Стиснув зубы, гневно нахмурив лоб, Доминик порой вытягивался во весь рост и впивался взглядом в лес Ганьи, словно ему не терпелось увидеть выходящих оттуда пруссаков. Франсуаза, бледная, сосредоточенная, ходила взад и вперед, подавая солдатам все, что им требовалось. Те варили себе похлебку на дворе, в сторонке, и шутили в ожидании обеда.
У капитана между тем был очень довольный вид. Он осмотрел комнаты и большой зал мельницы, выходившие на реку, и теперь, сидя у колодца, беседовал с дядюшкой Мерлье.
- Да у вас тут настоящая крепость, - говорил он, - мы легко продержимся до вечера... Эти разбойники что-то запаздывают. Им пора бы подойти сюда.
Мельник был по-прежнему мрачен. Он уже видел, как его мельница пылает, словно факел, но не жаловался, считая это бесполезным. Он проговорил только:
- Вы бы приказали спрятать за колесо лодку. Там есть для нее подходящее местечко. Может, она и пригодится.

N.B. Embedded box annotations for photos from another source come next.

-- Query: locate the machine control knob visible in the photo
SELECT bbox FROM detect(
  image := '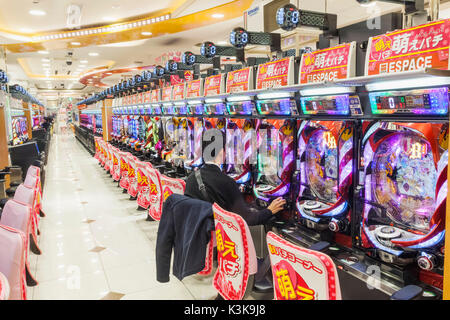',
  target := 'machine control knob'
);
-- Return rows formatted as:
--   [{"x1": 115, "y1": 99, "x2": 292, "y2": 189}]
[{"x1": 417, "y1": 252, "x2": 436, "y2": 271}]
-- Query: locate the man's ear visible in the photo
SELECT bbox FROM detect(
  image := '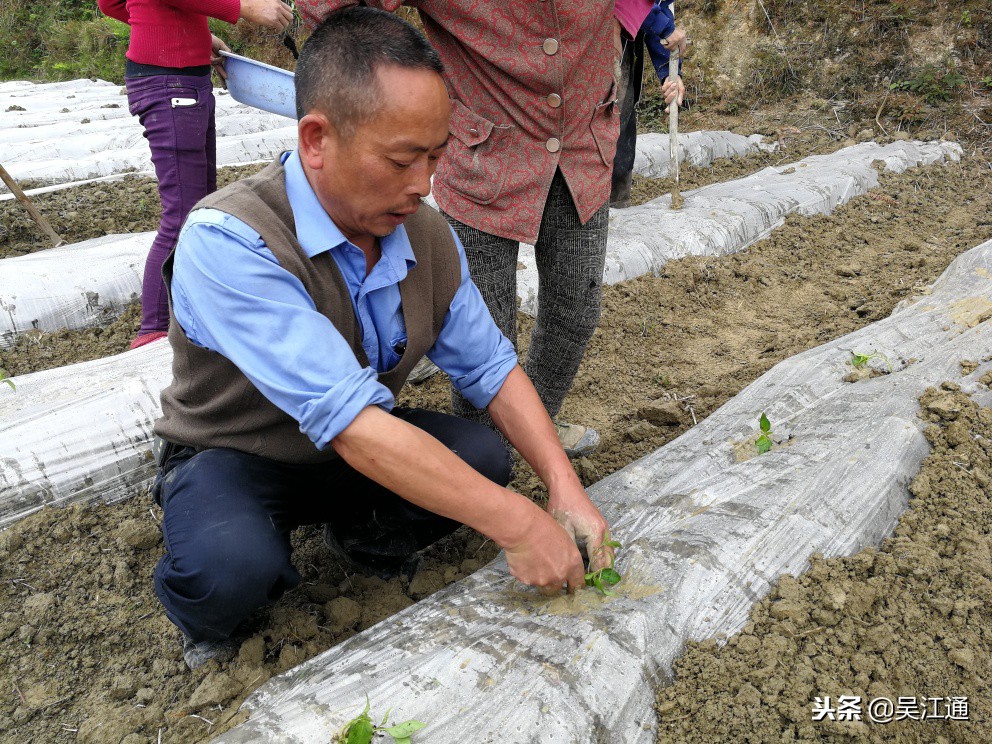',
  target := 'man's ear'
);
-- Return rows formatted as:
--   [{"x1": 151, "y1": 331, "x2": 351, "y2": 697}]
[{"x1": 298, "y1": 113, "x2": 336, "y2": 170}]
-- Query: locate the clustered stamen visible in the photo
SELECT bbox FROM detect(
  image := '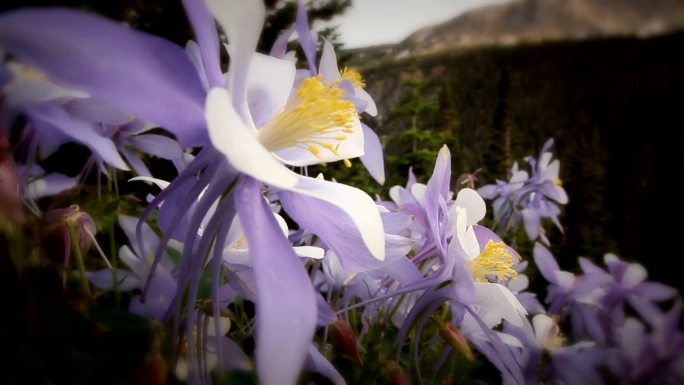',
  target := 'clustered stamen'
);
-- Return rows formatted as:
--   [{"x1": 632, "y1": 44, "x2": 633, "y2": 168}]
[
  {"x1": 340, "y1": 67, "x2": 366, "y2": 88},
  {"x1": 258, "y1": 76, "x2": 358, "y2": 164},
  {"x1": 470, "y1": 239, "x2": 518, "y2": 282}
]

Капитан распорядился. Это был видный мужчина лет сорока, высокий, красивый. Казалось, ему доставляло удовольствие смотреть на Франсуазу и Доминика. Он был так занят ими, словно и забыл о предстоящей схватке. Глаза его не отрывались от Франсуазы, и ясно было, что он находит ее прелестной. Потом он обернулся к Доминику.
- Почему вы не в армии, приятель? - внезапно спросил он.
- Я иностранец, - ответил юноша.
Капитана, видимо, не вполне удовлетворил этот довод. Он прищурил глаза и улыбнулся. С Франсуазой было, конечно, приятней иметь дело, чем с пушкой. Но Доминик увидел его улыбку и добавил:
- Да, я иностранец, но пулю в яблоко всаживаю с пятисот метров... Да вот и мое охотничье ружье стоит там, у вас за спиной.
- Оно может вам пригодиться, - просто ответил капитан.
Франсуаза подошла к ним; она слегка дрожала. И Доминик, не обращая внимания на окружающих, сжал руки девушки, которые она протянула, словно ища у него защиты. Капитан снова улыбнулся, но не прибавил ни слова. Он все еще сидел у колодца, поставив саблю между колен, устремив взгляд в пространство и как бы задумавшись о чем-то.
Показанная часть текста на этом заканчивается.